We want people to be vulnerable with us. Vulnerability
brings intimacy and safety. Though we long for this vulnerability, sometimes we
actively discourage intimacy through our presumptions. Before a person has
had the opportunity to open up to us, we have already decided some “facts”
about the person our situation or as they are opening up to us we quickly come
to conclusions before fully understanding. We create in our minds a persona
about this person that doesn't exist and filter their words and actions
through this persona. Someone could be pouring out their heart and vulnerable,
but we miss it, because it doesn't fit our persona of the person.
And so sometimes when we get upset because a person is not being
honest and vulnerable with us, sometimes, the issue as that we don’t believe
they exist, and we are not listening. We filter out what doesn't fit our "persona". We must realize it is difficult to talk to someone who doesn't believe you exist.

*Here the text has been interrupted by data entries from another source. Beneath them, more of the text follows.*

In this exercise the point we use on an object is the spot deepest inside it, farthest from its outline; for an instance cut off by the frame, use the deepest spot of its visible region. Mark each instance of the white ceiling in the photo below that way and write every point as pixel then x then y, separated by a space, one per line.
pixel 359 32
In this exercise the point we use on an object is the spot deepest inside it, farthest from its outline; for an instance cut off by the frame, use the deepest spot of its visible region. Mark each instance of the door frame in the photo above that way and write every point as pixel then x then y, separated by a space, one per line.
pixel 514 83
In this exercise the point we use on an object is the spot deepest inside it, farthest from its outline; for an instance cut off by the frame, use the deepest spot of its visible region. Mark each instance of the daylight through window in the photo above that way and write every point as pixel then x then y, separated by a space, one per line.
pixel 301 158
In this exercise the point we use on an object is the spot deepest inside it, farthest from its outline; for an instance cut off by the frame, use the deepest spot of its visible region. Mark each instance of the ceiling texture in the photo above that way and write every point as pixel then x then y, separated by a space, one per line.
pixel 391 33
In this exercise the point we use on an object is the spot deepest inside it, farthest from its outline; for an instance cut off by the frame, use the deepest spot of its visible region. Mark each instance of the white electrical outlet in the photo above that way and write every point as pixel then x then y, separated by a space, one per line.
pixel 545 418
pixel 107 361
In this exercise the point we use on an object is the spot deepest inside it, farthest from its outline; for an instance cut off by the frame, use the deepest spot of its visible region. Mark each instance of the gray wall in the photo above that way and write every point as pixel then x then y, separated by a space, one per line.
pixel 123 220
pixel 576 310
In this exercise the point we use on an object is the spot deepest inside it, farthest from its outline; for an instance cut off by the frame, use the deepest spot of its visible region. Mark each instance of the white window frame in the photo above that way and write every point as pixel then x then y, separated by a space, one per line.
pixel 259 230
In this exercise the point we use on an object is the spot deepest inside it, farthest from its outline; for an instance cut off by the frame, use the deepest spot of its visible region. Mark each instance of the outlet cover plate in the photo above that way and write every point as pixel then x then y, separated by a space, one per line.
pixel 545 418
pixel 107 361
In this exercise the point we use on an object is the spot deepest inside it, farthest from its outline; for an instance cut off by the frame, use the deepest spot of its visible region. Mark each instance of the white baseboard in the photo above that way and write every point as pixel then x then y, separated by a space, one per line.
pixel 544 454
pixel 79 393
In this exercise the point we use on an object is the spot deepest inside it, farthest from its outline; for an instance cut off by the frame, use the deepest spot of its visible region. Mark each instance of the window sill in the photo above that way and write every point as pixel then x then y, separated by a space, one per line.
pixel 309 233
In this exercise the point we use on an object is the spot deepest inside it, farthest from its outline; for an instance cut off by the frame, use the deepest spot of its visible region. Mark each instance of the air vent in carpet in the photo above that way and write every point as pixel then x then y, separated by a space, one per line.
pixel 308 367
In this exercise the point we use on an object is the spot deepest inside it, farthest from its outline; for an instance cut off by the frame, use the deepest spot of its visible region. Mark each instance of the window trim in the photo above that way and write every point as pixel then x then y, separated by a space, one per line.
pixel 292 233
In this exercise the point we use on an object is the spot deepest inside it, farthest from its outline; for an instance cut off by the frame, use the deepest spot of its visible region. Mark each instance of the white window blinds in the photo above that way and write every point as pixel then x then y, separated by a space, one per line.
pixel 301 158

And sometimes, we are unwilling to give up our “personas”
because it means we would have to be vulnerable ourselves, even if it just means something as simple as admitting we were wrong in our presumptions.
It is important to realize that we all do this. Because of the fall, we are creatures of misinterpretation. Understanding that we are misinterpreters is part
of learning to get to know people. When we realize we do this often, we don’t
hold on to those “personas” very tightly, and we are willing to have your “personas”
destroyed. In fact, we expect to have false ideas about people and begin actively
listening to others in order to destroy our false perspectives about them in a
search to truly get to know who they are.